Much is made of the 219 students in Lenox schools who don’t live in Lenox. I guess the problem is generated by the success of Lenox in keeping the town exclusive, ensuring that folks of modest means are not welcome to move in.

When someone of modest means moves away (or passes away), their house often goes on the market at many times what a similar home in a neighboring town would sell for. The lack of rental housing for families, the high cost of entry (at a median sales price of $440,000 there are few who can afford to buy in that town based on wages paid anywhere in the county) keeps even many folks who work for the town from living there.

The Housatonic Street site, which sits vacant awaiting a homeownership project, will always sit vacant, since the real need for middle or working class families is affordable rentals in Lenox. This will prove over time that the school system will become less viable. Families with kids who work in the Berkshires simply cannot afford to move to Lenox unless they have substantial cash earned elsewhere, and then a really good income to cover the high overhead of living in town. That site will never have rentals because the neighborhood objects -- which sounds like they don’t want to live near affordable housing and all of the stereotypes that elicits.

So the roughly $2.2 million that Lenox spends to subsidize out of town kids is really the price to keep a school system at all. A student base of 550 kids spread over 13 grades is just too small to offer a broad spectrum of classes. So talking about ending choice should be removed from the table as a standalone issue. If the town is not willing to share administrative staff and other costs with neighboring districts, explore outright regionalization, or otherwise cut costs and increase student census numbers that are fully paid for by the member towns, then this is the cost of maintaining a high quality district that you control alone.

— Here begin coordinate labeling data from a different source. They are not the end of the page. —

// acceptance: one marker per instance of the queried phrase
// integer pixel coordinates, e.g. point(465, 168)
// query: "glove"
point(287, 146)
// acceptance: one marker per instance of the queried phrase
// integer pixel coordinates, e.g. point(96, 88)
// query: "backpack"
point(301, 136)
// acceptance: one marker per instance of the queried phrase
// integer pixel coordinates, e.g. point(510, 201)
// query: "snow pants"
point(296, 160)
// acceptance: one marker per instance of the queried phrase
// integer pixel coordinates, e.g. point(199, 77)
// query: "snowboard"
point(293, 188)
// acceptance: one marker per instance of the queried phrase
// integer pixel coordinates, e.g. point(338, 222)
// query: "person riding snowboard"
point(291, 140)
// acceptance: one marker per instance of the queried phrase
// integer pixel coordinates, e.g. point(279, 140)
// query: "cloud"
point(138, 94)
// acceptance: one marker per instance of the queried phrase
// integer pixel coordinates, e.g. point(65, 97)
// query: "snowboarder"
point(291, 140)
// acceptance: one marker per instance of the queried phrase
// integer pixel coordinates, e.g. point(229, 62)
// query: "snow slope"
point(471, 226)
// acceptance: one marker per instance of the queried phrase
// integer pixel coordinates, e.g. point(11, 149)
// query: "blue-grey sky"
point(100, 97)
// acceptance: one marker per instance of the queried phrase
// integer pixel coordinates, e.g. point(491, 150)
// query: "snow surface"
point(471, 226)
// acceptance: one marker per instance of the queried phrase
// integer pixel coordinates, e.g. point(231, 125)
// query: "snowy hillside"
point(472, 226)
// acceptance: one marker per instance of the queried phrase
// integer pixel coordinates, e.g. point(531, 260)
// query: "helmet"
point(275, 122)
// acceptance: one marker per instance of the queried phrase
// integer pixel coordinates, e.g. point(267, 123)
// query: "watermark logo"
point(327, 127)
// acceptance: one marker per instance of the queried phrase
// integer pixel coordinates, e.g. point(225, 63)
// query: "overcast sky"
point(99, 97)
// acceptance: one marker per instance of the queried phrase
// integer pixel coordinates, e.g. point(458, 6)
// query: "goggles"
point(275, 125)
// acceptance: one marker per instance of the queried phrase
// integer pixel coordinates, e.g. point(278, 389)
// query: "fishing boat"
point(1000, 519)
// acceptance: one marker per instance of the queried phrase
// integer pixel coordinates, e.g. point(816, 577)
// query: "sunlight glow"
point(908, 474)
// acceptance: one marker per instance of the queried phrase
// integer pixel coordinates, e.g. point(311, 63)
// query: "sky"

Since it is unlikely that Lenox will soon become affordable or that there will be a rush of young families moving to town, I suggest the town government move forward and decide exactly what the real issue is and move toward a program that supports what they want. Continuing the status quo really is a viable option if the desire is to maintain a high quality independent district. Cutting $2..2 million from the town budget really won’t cut property taxes that much. But if the issue is really something else, then it’s better to get that out front and discuss it as well.